Stephen Conroy, the communications minister, said on Friday that introduction of the "Clean Feed" filter would be delayed for a review of what material should come under the initiative.
"Some sections of the community have expressed concern about whether the range of material included in the Refused Classification [RC] category, under the National Classification Scheme, correctly reflects current community standards," Conroy said in a statement.
"In order to address these concerns, the government will recommend a review... be conducted at the earliest opportunity.

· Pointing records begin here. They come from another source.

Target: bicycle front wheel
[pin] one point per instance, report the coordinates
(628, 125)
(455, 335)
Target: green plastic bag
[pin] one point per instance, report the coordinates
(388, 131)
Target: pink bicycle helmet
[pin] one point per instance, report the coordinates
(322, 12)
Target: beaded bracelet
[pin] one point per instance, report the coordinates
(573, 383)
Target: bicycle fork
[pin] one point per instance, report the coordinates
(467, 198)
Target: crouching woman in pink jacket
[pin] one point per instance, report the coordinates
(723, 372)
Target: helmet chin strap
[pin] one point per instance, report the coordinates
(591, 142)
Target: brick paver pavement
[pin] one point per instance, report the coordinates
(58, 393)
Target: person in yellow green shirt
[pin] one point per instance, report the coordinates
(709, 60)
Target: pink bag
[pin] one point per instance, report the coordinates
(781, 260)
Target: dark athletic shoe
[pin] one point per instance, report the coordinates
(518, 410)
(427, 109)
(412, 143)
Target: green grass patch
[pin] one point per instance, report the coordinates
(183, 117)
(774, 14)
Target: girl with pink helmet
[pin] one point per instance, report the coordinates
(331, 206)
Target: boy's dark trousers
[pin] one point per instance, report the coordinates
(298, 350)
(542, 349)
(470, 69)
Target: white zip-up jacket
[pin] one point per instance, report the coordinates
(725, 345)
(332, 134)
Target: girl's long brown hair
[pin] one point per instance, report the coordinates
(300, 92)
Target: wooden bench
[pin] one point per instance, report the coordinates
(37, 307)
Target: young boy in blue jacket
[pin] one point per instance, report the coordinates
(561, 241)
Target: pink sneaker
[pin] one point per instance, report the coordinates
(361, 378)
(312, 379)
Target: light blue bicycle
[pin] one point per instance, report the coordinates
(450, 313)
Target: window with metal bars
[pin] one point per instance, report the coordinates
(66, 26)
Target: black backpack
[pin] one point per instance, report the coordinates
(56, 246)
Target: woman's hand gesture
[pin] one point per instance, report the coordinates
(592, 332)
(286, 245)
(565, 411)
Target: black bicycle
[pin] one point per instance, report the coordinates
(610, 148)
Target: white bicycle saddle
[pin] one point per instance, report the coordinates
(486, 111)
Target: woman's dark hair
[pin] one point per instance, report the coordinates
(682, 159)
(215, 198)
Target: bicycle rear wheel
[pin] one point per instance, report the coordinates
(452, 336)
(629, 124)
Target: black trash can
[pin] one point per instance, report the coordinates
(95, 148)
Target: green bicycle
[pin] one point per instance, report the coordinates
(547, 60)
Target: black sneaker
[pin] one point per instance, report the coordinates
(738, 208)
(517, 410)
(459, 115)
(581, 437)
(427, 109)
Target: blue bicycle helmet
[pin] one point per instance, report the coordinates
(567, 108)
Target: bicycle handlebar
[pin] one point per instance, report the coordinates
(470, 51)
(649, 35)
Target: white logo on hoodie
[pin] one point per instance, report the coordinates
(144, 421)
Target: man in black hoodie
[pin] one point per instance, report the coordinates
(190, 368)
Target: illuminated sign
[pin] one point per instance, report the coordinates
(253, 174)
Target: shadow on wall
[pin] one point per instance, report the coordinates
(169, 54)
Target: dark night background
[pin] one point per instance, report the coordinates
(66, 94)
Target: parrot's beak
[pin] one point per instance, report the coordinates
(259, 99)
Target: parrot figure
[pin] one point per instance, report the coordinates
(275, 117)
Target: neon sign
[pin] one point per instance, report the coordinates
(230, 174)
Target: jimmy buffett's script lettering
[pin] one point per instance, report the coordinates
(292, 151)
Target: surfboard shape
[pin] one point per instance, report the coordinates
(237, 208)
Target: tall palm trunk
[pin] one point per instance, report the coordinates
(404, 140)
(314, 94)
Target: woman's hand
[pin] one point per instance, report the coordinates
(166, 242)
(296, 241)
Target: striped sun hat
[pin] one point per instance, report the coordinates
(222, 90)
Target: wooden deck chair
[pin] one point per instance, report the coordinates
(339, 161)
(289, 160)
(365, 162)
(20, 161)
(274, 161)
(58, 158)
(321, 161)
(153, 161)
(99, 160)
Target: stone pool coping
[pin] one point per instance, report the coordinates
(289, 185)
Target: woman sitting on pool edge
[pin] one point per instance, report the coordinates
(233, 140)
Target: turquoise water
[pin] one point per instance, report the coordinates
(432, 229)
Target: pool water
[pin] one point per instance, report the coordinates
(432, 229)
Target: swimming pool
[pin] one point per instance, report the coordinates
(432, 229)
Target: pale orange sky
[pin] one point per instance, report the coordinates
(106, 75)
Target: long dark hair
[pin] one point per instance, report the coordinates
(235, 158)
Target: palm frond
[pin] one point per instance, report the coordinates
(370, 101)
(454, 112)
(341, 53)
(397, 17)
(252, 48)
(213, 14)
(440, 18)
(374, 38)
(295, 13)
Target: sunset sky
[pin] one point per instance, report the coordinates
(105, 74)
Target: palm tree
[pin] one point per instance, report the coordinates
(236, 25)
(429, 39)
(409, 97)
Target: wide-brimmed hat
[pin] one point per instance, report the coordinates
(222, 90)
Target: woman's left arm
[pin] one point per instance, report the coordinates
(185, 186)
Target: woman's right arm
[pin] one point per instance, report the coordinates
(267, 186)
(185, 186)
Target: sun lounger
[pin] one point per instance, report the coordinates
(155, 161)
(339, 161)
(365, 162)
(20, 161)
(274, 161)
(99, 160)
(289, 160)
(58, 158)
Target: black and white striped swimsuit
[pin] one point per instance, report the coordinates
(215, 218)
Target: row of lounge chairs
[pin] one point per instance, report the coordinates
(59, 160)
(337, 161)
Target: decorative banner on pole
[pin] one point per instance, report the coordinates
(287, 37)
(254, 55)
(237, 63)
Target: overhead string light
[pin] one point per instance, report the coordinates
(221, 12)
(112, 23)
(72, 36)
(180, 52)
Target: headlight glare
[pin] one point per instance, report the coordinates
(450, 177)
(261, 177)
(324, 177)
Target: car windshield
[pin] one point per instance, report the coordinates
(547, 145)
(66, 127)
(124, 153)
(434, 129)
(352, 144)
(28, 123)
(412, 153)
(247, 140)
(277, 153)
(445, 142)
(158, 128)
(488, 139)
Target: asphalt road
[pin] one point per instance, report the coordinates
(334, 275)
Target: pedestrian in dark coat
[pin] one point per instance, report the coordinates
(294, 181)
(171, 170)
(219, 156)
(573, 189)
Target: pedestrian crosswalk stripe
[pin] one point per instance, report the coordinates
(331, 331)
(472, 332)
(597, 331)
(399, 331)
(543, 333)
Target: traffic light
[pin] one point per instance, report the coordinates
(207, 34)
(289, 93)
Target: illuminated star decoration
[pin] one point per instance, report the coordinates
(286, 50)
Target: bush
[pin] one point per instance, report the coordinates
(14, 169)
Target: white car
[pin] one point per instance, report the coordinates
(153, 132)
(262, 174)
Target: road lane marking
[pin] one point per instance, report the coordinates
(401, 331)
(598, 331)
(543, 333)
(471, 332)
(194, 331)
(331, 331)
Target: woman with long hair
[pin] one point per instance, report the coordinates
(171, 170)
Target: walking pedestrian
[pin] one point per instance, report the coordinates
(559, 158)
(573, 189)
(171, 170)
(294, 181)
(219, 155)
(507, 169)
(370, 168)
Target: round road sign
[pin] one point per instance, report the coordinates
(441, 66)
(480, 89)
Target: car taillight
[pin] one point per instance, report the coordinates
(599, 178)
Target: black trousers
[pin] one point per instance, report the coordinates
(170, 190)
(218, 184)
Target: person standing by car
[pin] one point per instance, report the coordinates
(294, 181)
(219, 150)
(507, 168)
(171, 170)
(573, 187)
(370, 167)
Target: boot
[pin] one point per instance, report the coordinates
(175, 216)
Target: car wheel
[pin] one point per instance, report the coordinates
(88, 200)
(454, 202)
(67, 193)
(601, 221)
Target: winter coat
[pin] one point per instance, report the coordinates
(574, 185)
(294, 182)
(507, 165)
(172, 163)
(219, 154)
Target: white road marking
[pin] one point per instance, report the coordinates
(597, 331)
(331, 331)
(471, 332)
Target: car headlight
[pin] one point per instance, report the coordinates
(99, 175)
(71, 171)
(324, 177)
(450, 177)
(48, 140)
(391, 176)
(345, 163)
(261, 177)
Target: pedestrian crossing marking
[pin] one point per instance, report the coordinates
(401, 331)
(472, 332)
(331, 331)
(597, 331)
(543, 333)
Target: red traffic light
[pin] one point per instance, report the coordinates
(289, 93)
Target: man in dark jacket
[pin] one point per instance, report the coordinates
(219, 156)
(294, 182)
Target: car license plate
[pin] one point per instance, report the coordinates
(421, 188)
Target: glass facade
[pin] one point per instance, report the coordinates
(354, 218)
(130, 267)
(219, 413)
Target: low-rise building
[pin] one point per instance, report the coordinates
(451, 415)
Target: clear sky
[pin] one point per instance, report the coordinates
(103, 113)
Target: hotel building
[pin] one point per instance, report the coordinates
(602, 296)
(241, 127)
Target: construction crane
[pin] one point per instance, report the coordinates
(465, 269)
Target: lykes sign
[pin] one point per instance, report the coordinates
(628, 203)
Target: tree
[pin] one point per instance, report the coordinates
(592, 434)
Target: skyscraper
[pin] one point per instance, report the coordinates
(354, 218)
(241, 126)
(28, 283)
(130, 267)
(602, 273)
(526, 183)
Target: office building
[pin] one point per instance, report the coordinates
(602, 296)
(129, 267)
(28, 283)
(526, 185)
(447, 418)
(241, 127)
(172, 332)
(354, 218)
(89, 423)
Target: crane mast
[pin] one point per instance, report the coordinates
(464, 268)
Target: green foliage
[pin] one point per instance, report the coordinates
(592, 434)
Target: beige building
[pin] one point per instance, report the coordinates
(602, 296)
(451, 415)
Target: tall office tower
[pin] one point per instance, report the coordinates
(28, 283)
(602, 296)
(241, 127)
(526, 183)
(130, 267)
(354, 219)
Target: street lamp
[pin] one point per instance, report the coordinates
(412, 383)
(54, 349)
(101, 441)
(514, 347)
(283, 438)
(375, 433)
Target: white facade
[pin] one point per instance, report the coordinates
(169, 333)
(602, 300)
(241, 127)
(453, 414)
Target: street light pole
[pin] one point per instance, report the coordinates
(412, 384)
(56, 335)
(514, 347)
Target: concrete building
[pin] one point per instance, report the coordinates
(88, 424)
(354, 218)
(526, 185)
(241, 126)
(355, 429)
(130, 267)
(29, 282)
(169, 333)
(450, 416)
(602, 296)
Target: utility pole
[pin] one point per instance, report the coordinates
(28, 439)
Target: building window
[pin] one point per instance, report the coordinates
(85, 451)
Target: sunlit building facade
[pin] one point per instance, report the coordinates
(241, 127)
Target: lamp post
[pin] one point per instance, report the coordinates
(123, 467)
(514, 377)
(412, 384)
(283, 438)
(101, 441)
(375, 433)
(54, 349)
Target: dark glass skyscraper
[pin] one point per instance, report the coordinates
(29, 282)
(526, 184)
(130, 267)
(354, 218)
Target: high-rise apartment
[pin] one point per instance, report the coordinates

The review would examine the current scope of the existing RC classification, and whether it adequately reflects community standards."
Conroy said the mandatory filter would not be imposed until completion of the review, which could take up to a year.
Friday's move buys the government a reprieve in protests and neutralises what would have been a potentially contentious topic as it prepares to call an election in the coming weeks.
While the review is under way, three of Australia's largest internet service providers, Telstra, Optus and Primus, agreed to voluntarily block a government-compiled list of online child pornography material.
Conroy said he welcomed "the socially responsible approach taken by some of Australia's largest ISPs" - accounting for about 70 per cent of internet users - to voluntarily block the webpages, which he described as featuring "abhorrent" content.
Al Jazeera's Azhar Sukri reports on Australia's debate over plans to filter the internet
The government's plan to block access to sites featuring material such as rape, drug use, bestiality and child sex drew criticism from firms such as Google, Yahoo! and Microsoft.
Angry user groups launched an online campaign accusing the government of censorship, while cyber-activists succeeded in jamming key government websites in a concerted campaign of protest hacking.
User advocates, the pornography industry and others have likened the proposed system to official firewalls operating in countries such as China and Iran.
But Conroy remained adamant that the filter proposal did not constitute censorship.
"I don't think any Australian actually tries to describe blocking child pornography or bestiality or pro-rape websites as censorship," he said.